Animation rendered by Josh Vermaas

The three researchers were independently working on projects involving computational simulations, each with thousands of atoms that needed to be fit together. Kulke was simulating the glycosylated protein aggrecan, which is essential for the function of cartilage, and its degradation can result in diseases like arthritis. Postdoc Daipayan Sarkar was simulating the AstraZeneca COVID-19 vaccine with his collaborators, Abhishek Singharoy and Chun Kit Chan from Arizona State University and Alexander Baker at Accession Therapeutics, in collaboration with AstraZeneca to determine the structure of the ChAdOx1 COVID-19 viral vector (PDB: 7RD1).

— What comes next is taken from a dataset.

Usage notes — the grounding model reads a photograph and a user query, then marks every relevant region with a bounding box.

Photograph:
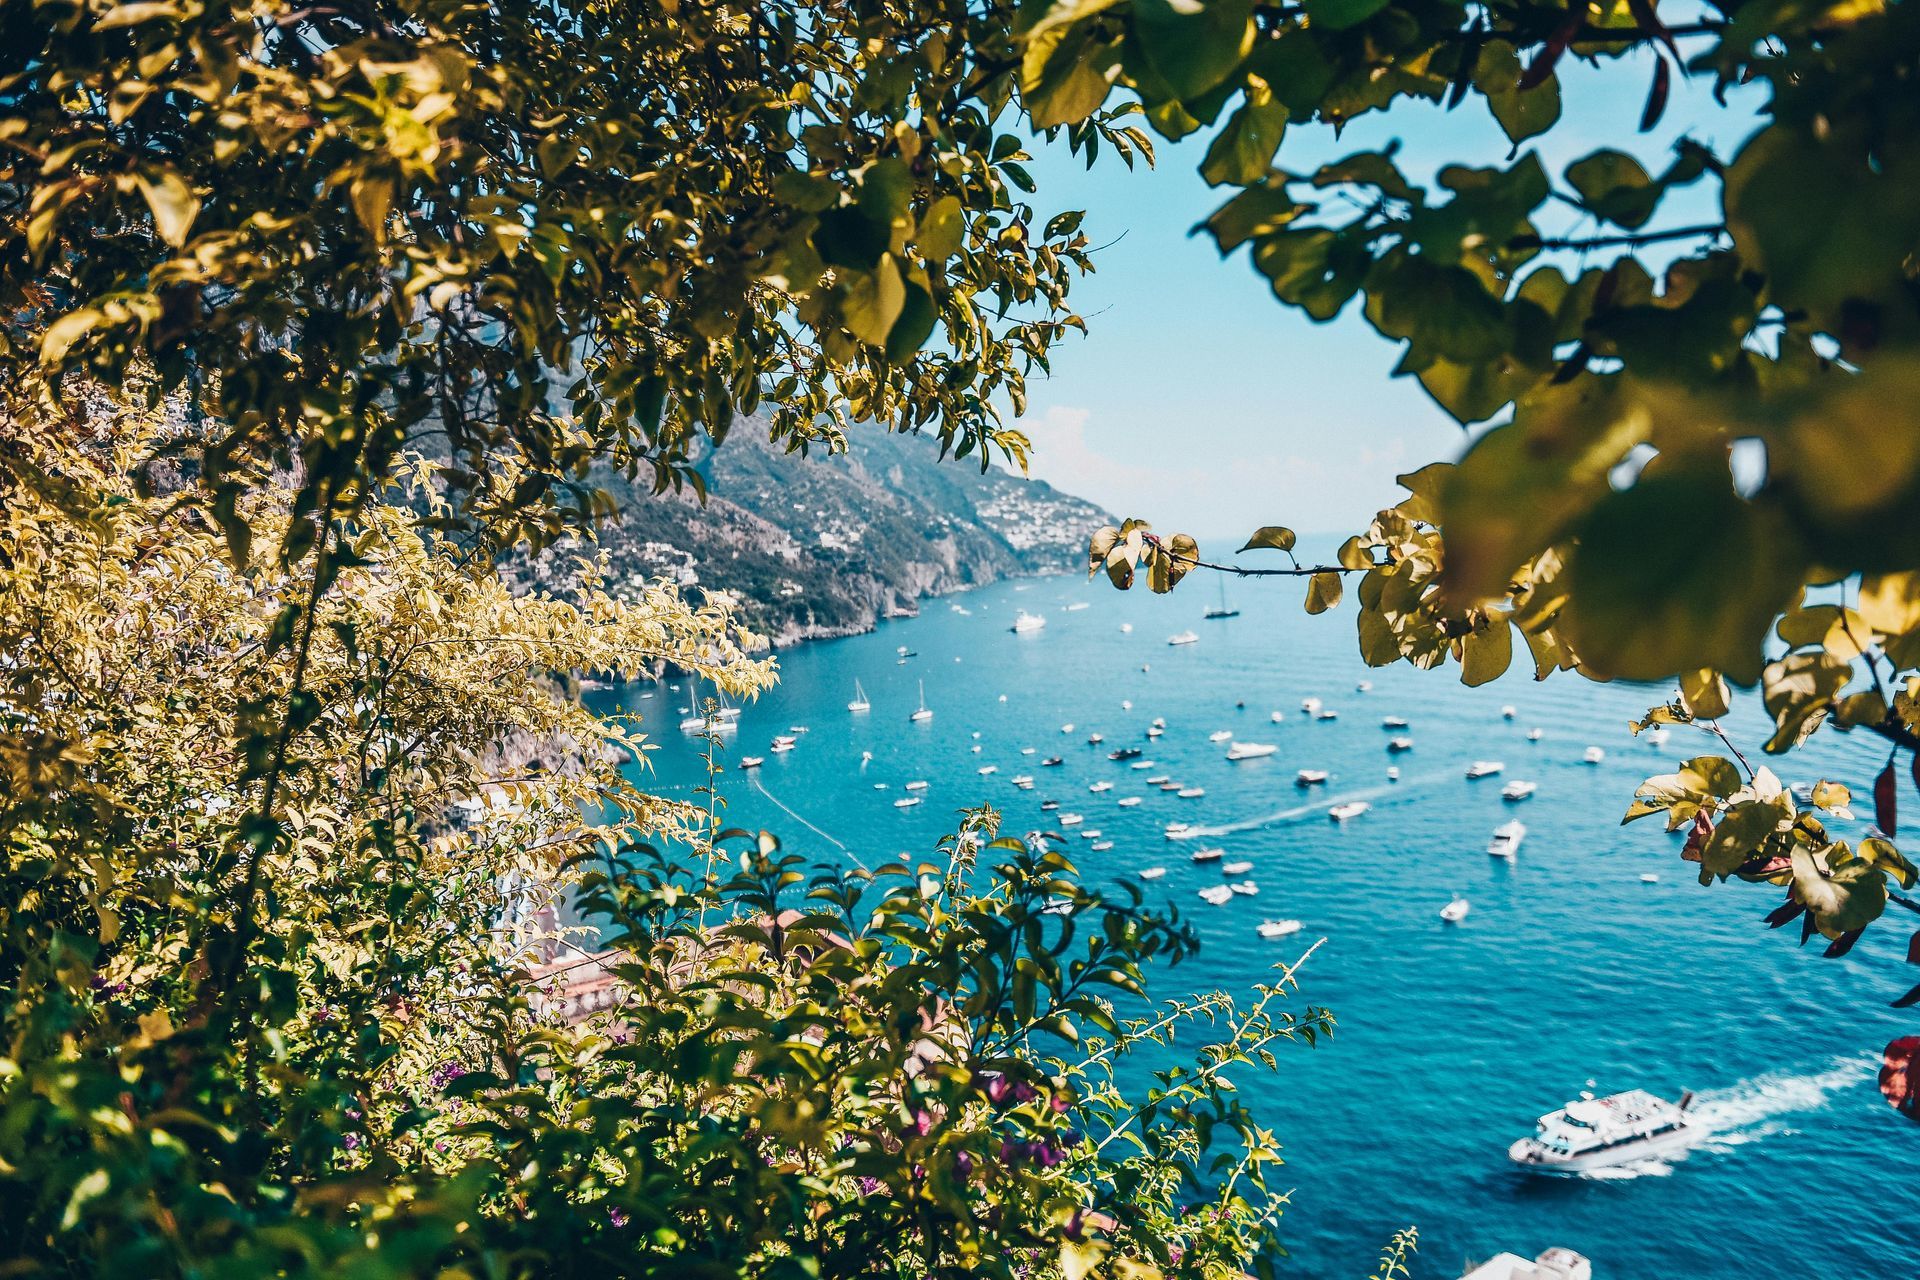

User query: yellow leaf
[134,168,198,247]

When the researchers came together at the Vermaas lab, they soon realized they all had the same issues when it came to ring piercings. They worked to improve the LBE tool and make it more widely applicable in molecular simulations.

It was from the paper on the vaccine that the researchers in the Vermaas lab were invited by Alex Baker to write a paper for a special edition of Biomolecules, detailing their methods with LBE so that other researchers might utilize that tool efficiently.

“I would say that in any large system with many components that must come together, this tool can be important,” Kulke said.

Josh Vermaas, Daipayan Sarkar and Martin Kulke
Josh Vermaas, Daipayan Sarkar and Martin Kulke.
Image 1 by Kara Headley; Images 2 and 3, courtesy photos

Sarkar added: “One of our goals at the PRL is to see the interaction between photosystem II and phycobilisome in cyanobacteria. These two systems need to be put together; the phycobilisome needs to be stacked on top of photosystem II. We don’t have enough information at the atomic level to do this completely, but we can create a starting model which we can keep building on and derive biochemical and biophysical information from. When we do this, we expect to have problems with ring piercings.”

This is where the LBE comes into play. With a reasonable guess for the relative orientation between two structures, LBE makes it simple to eliminate these show-stopping artifacts.

“The real key is that we want to be spending our time doing cool science, setting up accurate models for the types of questions of interest to the PRL,” Vermaas said. “Creating bespoke solutions for individual systems was just much too inefficient."

This work was supported by the Division of Chemical Sciences, Geosciences and Biosciences, Office of Basic Energy Sciences of the U.S. Department of Energy Grant DE-FG02-91ER20021.